What?: Gah. I really hate going to things and having to admit they’re shit, because I honestly want to love everything we do. Sometimes my admissions of shitness are met with such strong resistance from people who had a lovely day at the play cafe or museum or whatever I start to think maybe I’ve been a bit harsh. I was having this conversation with a friend last night after some comments about this museum on Instagram made me wonder if I was being a bit snobby about it since technically the kids had a nice time, but then she reminded me that most children would be happy playing with a leaf in a car park for ages and just because they didn’t have a terrible time it doesn’t mean the place deserves a good review.

So, London Museum of Water & Steam is a small to medium-sized museum exploring the history of water and steam in the capital. It’s not-for-profit and largely volunteer-run, which makes me feel even worse about giving it a bad review but, I’ve got to be honest, I can probably think of 100 museums I’d rather go to and the majority of them would be considerably cheaper than this one. The subject matter was pretty dull (ok so we kind of walked into that one, but I still think most of the exhibits could have been much more interesting than they were) and the various sections felt disjointed. For some reason I’d been expecting much more modern interactives than the ones we were presented with, and the general vibe was tired and meh.

The museum’s outdoor activities were definitely its forte but even these failed to grab us, particularly since the miniature steam train was only open to the visiting group of school kids and kept cheerfully chugging past as if to taunt us. Even the two big outdoor water-play features seemed a bit crap when compared with smaller ones Babu’s enjoyed in, for example, the Science and Docklands Museums, but maybe it’s just that she’s older now and kind of over water play. Who knows? They could definitely have done with chucking some toy boats in there though, and maybe making the large outdoor area into more of a playground. Also I definitely wouldn’t say no to an outdoor coffee cart of some sort.

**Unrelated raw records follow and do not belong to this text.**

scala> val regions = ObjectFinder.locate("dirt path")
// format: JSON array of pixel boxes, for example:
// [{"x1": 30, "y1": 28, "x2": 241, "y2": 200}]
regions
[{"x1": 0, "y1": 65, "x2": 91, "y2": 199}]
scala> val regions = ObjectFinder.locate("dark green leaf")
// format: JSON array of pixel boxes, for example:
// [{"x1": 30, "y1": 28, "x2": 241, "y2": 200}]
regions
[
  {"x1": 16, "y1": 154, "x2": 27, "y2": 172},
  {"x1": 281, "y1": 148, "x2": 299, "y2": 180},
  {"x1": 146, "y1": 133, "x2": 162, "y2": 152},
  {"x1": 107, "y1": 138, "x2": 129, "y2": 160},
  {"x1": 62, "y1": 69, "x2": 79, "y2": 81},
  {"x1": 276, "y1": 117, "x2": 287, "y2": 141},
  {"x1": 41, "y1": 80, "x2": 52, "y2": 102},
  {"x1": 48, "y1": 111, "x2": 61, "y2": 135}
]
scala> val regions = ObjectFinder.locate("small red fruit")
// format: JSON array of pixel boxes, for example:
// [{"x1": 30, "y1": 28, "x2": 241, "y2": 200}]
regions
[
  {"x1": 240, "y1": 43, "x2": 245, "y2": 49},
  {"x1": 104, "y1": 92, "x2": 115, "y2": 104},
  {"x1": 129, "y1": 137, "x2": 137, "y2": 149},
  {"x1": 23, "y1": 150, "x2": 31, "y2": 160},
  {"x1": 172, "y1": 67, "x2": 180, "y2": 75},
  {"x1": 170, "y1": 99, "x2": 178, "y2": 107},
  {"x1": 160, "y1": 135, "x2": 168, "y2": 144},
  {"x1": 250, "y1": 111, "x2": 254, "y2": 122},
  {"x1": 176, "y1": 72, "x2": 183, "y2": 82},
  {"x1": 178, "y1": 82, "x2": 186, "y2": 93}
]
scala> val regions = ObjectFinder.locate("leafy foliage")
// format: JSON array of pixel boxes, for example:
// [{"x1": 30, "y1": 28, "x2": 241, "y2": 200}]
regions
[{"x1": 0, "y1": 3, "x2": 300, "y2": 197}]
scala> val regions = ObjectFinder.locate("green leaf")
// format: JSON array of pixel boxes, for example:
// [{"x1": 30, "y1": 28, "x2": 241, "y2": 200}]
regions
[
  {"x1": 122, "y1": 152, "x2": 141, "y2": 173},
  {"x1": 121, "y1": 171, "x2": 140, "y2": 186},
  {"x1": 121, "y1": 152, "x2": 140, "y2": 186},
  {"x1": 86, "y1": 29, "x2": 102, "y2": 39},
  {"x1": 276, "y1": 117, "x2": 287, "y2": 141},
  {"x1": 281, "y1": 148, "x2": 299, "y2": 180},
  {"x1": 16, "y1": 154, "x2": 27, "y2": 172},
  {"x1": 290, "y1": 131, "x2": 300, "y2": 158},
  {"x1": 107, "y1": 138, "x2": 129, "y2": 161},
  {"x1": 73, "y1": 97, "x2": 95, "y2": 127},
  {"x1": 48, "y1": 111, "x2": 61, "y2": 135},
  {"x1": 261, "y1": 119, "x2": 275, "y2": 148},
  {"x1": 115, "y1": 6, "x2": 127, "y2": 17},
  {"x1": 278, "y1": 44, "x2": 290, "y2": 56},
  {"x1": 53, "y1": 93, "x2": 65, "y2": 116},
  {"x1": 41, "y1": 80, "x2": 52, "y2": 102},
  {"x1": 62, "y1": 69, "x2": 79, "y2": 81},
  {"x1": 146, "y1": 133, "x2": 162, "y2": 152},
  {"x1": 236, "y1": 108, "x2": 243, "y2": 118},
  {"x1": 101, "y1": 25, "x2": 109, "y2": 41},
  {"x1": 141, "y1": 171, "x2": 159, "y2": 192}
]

We almost bypassed the cafe altogether but decided at the last minute that we didn’t have the energy to go elsewhere for sustenance. The lady who served us was lovely and I had a nice enough flapjack thing and an iced coffee, while Babu had a carton of apple juice some Pom-Bears because that’s kind of where we’re at with her diet these days (FYI they do serve actual food too). One of the staff members had hogged the sofa and I clocked him playing with the little train set table while we ate our lunch on the other side of the cafe, but once he’d finished his lunch break we swooped in and Babu settled down with a pile of kids’ books. We managed to kill a fair bit of time here before deciding to call it a day, but not before we’d watered the plants and checked out the cute little playhouse in the pretty garden on our way out.

Ok so, real talk, we had a nice enough day here, but £12 (plus £8 for a cafe snack) feels excessive for ‘nice enough’. I appreciate that visitor admission fees are put back into museum maintenance and conservation, but on a selfish level what exactly am I getting for my money? At best this was a slightly more interesting way to kill an afternoon than going to the local playground – although I think Babu would probably argue that the playground is more exciting. Her highlight was probably the squishy cat keyring she found in the gift shop, and I didn’t even buy it for her.

Where?: The museum is located on Green Dragon Lane in Brentford, and is a three-minute walk from Kew Bridge station. It’s open Wednesday-Sunday 10am-4pm.

Best Bits: The sign inside the toilet offering spare nappies, wipes, sanitary products and clothing for emergencies.

Worst Bits: I kept expecting to find something awesome around the corner, but it never came – with the possible exception of the garden, which just about saved it but not enough for me to want to come back.

Facilities: Buggy parking, baby changing, on-site cafe. It’s mostly step-free but I did have to lug the buggy up a few sets of steps and abandon it altogether when we went up to the top of the pumping station.

Price: Adults £12.50 on the door or £11.25 online; under-5s go free.

Would We Come Back?: No.


Babu explores the outdoor play area at the London Museum of Water & Steam, Brentford.